Dificuldades na adaptação às novas regras
No documento, a AMB informa que atua em nome das entidades e requer a suspensão da eficácia da decisão do STF. Segundo a associação, os tribunais estão enfrentando obstáculos para cumprir integralmente o entendimento fixado pela Corte. Por isso, pede-se que o prazo de adaptação seja de, no mínimo, 30 dias a partir do julgamento de eventuais recursos, os chamados embargos de declaração, que podem ser apresentados para esclarecer o alcance da decisão.
“O que é certo, e a AMB pode atestar, é que os tribunais estão em dificuldade para dar cumprimento à decisão desse STF sem que tal cumprimento possa violar direito dos magistrados em razão de eventual incompreensão da decisão”, afirma um trecho do pedido. Para as entidades, essa situação configura um “fato extraordinário” que justifica a concessão de novo prazo.
Urgência na análise
O pedido ressalta a urgência da análise, uma vez que muitos tribunais estão na fase final de elaboração das folhas de pagamento. “Considerando que vários Tribunais estão para ‘fechar’ a elaboração da folha de pagamento de seus membros e servidores — alguns já devem até ter concluído esse procedimento — revela-se urgente a apreciação e deferimento do pedido”, diz outro trecho.
Exceção para a PVTAC
Além do novo prazo, as entidades pedem que a eventual suspensão dos efeitos da decisão não alcance a parcela de valorização por tempo de antiguidade na carreira (PVTAC). Segundo o documento, excluir esse item é necessário para reduzir os impactos sobre a estrutura remuneratória da magistratura.
As entidades afirmam ainda que a suspensão do pagamento de verbas retroativas — os chamados passivos — já provocou redução significativa nos rendimentos, especialmente de aposentados e pensionistas, que, conforme o pedido, tinham nesses valores as únicas verbas recebidas de forma extraordinária. Por isso, solicitam que, caso o STF suspenda os efeitos da decisão até o julgamento dos embargos, seja autorizada a implementação imediata da PVTAC.

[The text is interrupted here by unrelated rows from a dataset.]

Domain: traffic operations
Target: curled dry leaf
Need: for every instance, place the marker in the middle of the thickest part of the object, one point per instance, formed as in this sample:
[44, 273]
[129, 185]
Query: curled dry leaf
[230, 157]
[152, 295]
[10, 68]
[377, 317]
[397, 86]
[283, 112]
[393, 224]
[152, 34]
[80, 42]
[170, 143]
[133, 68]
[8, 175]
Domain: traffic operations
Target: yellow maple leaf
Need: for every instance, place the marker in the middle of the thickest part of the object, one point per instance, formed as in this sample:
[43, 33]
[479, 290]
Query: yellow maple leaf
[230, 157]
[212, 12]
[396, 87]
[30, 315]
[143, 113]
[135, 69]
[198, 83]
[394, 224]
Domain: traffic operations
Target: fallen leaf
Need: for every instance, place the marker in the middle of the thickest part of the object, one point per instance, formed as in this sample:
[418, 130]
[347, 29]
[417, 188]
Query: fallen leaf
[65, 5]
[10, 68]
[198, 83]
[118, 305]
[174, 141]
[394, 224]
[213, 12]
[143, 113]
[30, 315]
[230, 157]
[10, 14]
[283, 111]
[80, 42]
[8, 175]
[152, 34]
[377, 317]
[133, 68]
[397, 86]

Análise monocrática e plenário virtual
O pedido também requer que a solicitação seja analisada de forma monocrática, com posterior referendo do plenário virtual do STF, que poderia ser convocado de maneira extraordinária. Até a última atualização desta reportagem, o Supremo ainda não havia analisado o pedido.
O STF decidiu recentemente restringir o pagamento de penduricalhos e reforçou o entendimento de que verbas indenizatórias não podem ser utilizadas de forma genérica para permitir remunerações acima do teto constitucional.
Esta reportagem está em atualização.